Broken sensors / reporting could be a reason, good point. @scottalanmiller: Got an infrared camera?
-
@thwr said in Overheating NICs in SuperMicro on FreeBSD:
Onboard NICs? Strange
Yup, on board 10GigE. Getting more and more common these days.
-
@momurda said in Overheating NICs in SuperMicro on FreeBSD:
It could just be a problem with reporting, and not actually be that hot. I hope. Cuz 115 is melty time.
Close but not quite. And we have several reasons to believe that it is really that hot. But false reporting is still a possibility.
-
@thwr said in Overheating NICs in SuperMicro on FreeBSD:
@momurda said in Overheating NICs in SuperMicro on FreeBSD:
It could just be a problem with reporting, and not actually be that hot. I hope. Cuz 115 is melty time.
Most ICs should survive this. AMD had a range of GPUs reaching 95° - during regular use with no OC involved. But 115°C is a lot.
Broken sensors / reporting could be a reason, good point. @scottalanmiller: Got an infrared camera?
It's not holding that temp, only spiking to it once a day or less.
-
@scottalanmiller said in Overheating NICs in SuperMicro on FreeBSD:
@thwr said in Overheating NICs in SuperMicro on FreeBSD:
@momurda said in Overheating NICs in SuperMicro on FreeBSD:
It could just be a problem with reporting, and not actually be that hot. I hope. Cuz 115 is melty time.
Most ICs should survive this. AMD had a range of GPUs reaching 95° - during regular use with no OC involved. But 115°C is a lot.
Broken sensors / reporting could be a reason, good point. @scottalanmiller: Got an infrared camera?
It's not holding that temp, only spiking to it once a day or less.
Any correlation between network traffic and the temperature spikes? Does it happen at the same time every day, etc, etc?
-
@scottalanmiller said in Overheating NICs in SuperMicro on FreeBSD:
@thwr said in Overheating NICs in SuperMicro on FreeBSD:
@momurda said in Overheating NICs in SuperMicro on FreeBSD:
It could just be a problem with reporting, and not actually be that hot. I hope. Cuz 115 is melty time.
Most ICs should survive this. AMD had a range of GPUs reaching 95° - during regular use with no OC involved. But 115°C is a lot.
Broken sensors / reporting could be a reason, good point. @scottalanmiller: Got an infrared camera?
It's not holding that temp, only spiking to it once a day or less.
Just talked to a friend who is much more into soldering etc than me. He said that 150°C is a temperature to look at, because the so-called https://en.wikipedia.org/wiki/Glass_transition might come into effect. As for the IC itself, there's a "https://en.wikipedia.org/wiki/Junction_temperature" to keep an eye on. Both are related more or less.
-
@dafyre said in Overheating NICs in SuperMicro on FreeBSD:
@scottalanmiller said in Overheating NICs in SuperMicro on FreeBSD:
@thwr said in Overheating NICs in SuperMicro on FreeBSD:
@momurda said in Overheating NICs in SuperMicro on FreeBSD:
It could just be a problem with reporting, and not actually be that hot. I hope. Cuz 115 is melty time.

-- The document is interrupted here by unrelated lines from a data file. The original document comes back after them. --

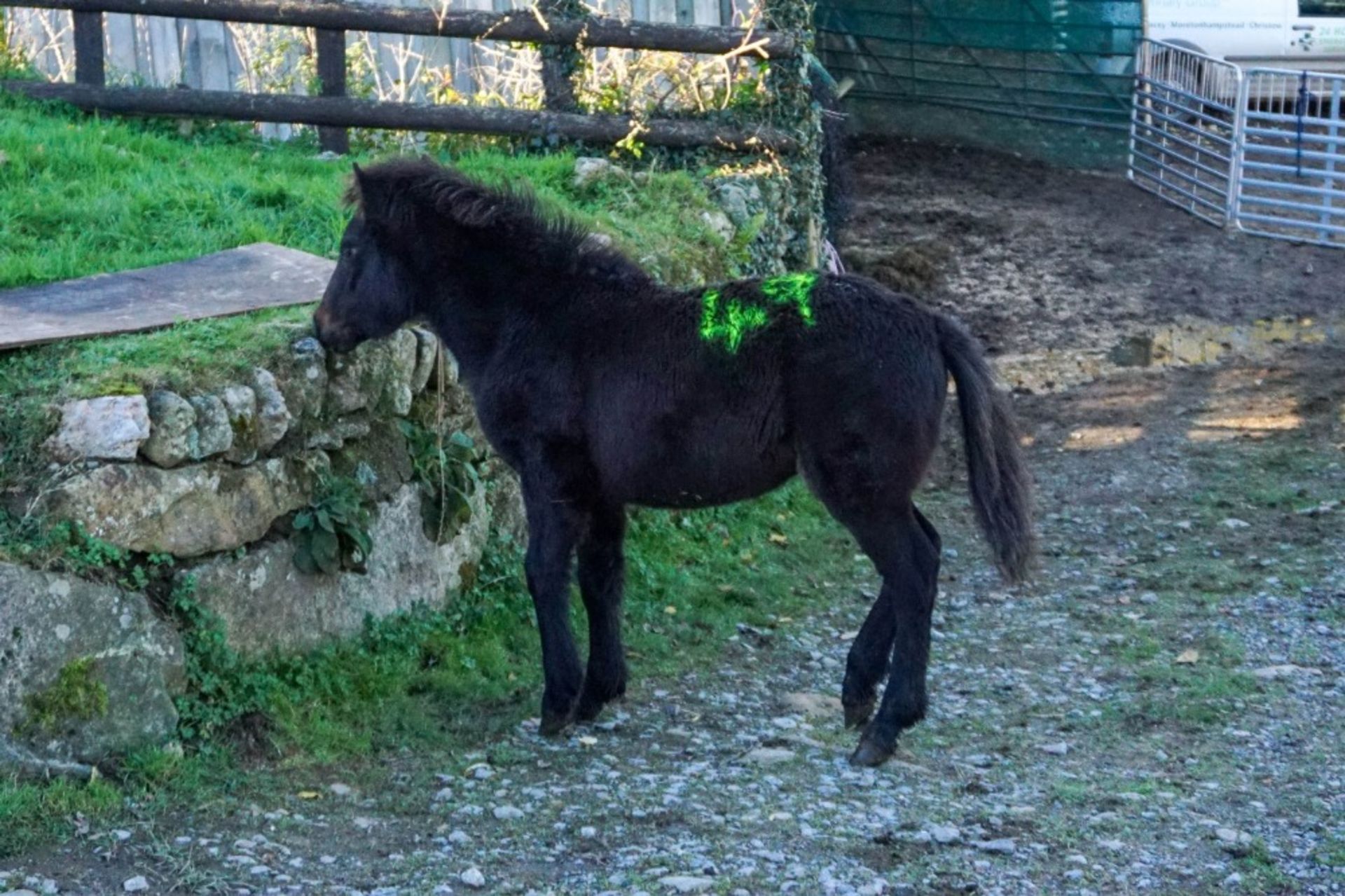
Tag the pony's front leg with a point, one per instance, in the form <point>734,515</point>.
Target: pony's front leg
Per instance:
<point>552,532</point>
<point>602,574</point>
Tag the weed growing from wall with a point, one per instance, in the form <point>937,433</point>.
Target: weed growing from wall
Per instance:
<point>333,533</point>
<point>448,478</point>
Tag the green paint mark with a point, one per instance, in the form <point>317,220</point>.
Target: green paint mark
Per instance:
<point>729,322</point>
<point>792,289</point>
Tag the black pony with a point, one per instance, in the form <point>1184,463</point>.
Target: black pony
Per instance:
<point>602,389</point>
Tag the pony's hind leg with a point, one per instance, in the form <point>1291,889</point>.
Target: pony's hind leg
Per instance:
<point>553,529</point>
<point>868,663</point>
<point>872,649</point>
<point>909,583</point>
<point>602,577</point>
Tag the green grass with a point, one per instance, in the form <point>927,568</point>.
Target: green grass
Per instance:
<point>84,195</point>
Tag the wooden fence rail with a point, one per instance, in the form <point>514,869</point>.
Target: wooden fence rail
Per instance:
<point>333,112</point>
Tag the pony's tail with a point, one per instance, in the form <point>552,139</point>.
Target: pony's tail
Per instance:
<point>1001,490</point>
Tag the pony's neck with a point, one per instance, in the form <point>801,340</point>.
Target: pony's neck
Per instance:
<point>472,311</point>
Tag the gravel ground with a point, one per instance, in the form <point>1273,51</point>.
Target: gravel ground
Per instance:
<point>1160,710</point>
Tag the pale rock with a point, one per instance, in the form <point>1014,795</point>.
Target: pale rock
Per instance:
<point>688,883</point>
<point>241,406</point>
<point>944,833</point>
<point>214,435</point>
<point>111,428</point>
<point>172,429</point>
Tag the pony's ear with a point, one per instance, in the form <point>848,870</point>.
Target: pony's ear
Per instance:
<point>374,194</point>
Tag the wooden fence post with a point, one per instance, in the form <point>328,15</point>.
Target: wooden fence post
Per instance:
<point>331,73</point>
<point>89,67</point>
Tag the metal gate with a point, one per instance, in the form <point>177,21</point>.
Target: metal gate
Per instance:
<point>1184,128</point>
<point>1292,182</point>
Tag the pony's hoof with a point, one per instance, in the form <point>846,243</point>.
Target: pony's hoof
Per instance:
<point>871,754</point>
<point>588,710</point>
<point>555,723</point>
<point>858,715</point>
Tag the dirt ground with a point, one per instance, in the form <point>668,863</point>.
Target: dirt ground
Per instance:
<point>1036,257</point>
<point>1159,712</point>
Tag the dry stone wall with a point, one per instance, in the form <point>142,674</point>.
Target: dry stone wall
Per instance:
<point>213,481</point>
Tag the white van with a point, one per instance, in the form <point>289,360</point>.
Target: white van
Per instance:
<point>1279,34</point>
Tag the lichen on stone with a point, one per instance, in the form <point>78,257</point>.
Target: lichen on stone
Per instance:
<point>76,696</point>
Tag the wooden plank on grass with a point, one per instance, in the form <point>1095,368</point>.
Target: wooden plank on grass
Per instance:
<point>216,286</point>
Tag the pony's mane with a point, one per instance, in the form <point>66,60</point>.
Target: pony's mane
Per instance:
<point>513,219</point>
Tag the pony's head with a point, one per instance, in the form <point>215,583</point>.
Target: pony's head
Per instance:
<point>371,292</point>
<point>427,238</point>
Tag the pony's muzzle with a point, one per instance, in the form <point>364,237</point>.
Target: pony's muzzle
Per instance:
<point>333,336</point>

Most ICs should survive this. AMD had a range of GPUs reaching 95° - during regular use with no OC involved. But 115°C is a lot.

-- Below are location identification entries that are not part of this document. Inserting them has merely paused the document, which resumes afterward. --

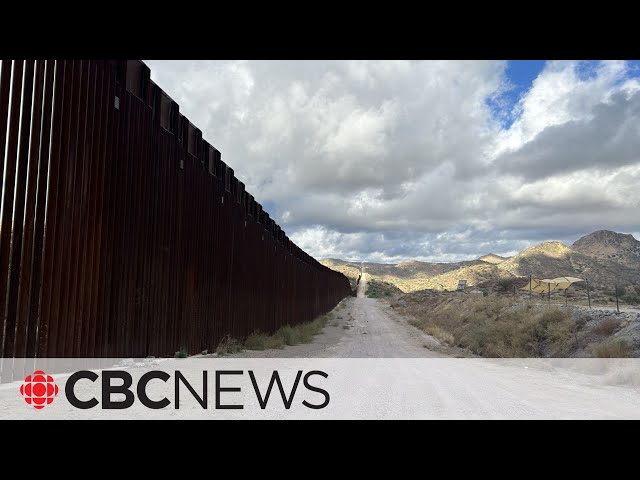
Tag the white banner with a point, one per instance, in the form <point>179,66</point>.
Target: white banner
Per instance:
<point>322,388</point>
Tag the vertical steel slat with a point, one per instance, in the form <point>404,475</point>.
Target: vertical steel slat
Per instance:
<point>8,190</point>
<point>30,213</point>
<point>35,330</point>
<point>17,221</point>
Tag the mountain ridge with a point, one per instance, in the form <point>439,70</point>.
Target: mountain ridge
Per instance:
<point>604,257</point>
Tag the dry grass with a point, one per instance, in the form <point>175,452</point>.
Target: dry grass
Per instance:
<point>439,333</point>
<point>492,327</point>
<point>607,326</point>
<point>229,345</point>
<point>617,348</point>
<point>286,335</point>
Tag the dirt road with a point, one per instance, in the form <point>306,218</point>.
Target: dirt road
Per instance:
<point>361,328</point>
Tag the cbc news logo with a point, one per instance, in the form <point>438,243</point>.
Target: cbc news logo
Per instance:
<point>39,389</point>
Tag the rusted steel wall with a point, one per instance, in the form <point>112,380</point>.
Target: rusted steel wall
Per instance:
<point>123,233</point>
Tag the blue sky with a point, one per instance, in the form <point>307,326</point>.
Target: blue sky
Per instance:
<point>396,160</point>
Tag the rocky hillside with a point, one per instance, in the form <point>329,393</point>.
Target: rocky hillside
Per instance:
<point>493,258</point>
<point>605,245</point>
<point>603,257</point>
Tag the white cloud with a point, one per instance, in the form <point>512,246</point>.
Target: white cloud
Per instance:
<point>391,160</point>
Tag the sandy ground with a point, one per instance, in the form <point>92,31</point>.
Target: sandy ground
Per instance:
<point>381,367</point>
<point>363,328</point>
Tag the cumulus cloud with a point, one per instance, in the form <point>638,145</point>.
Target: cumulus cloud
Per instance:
<point>392,160</point>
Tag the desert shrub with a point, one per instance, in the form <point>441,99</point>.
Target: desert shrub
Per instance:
<point>618,348</point>
<point>493,327</point>
<point>182,353</point>
<point>229,345</point>
<point>607,326</point>
<point>506,284</point>
<point>631,298</point>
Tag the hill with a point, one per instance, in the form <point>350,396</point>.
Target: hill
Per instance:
<point>604,257</point>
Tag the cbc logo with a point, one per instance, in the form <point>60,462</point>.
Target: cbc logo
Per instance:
<point>39,389</point>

Broken sensors / reporting could be a reason, good point. @scottalanmiller: Got an infrared camera?
It's not holding that temp, only spiking to it once a day or less.
Any correlation between network traffic and the temperature spikes? Does it happen at the same time every day, etc, etc?
Yes, appears to be loosely related.
-
Getting the entire motherboard replaced straight away.
-
Breaking the LAG to potentially reduce flips and load on the NICs. @Mike-Davis
-
It was amazing that Scott found it so fast. I was on the Windows side of things. Inside Windows they were using the iSCSI initiator to connect to the FreeNAS. All the sudden Windows would just log a ton of iSCSI events and go down.
I looked up the events and most people resolved them by putting the iSCSI traffic on a separate NIC. This happened two days in a row at about the same time each day. I was looking at snapshot, backup, etc times when Scott found it in the FreeNAS logs.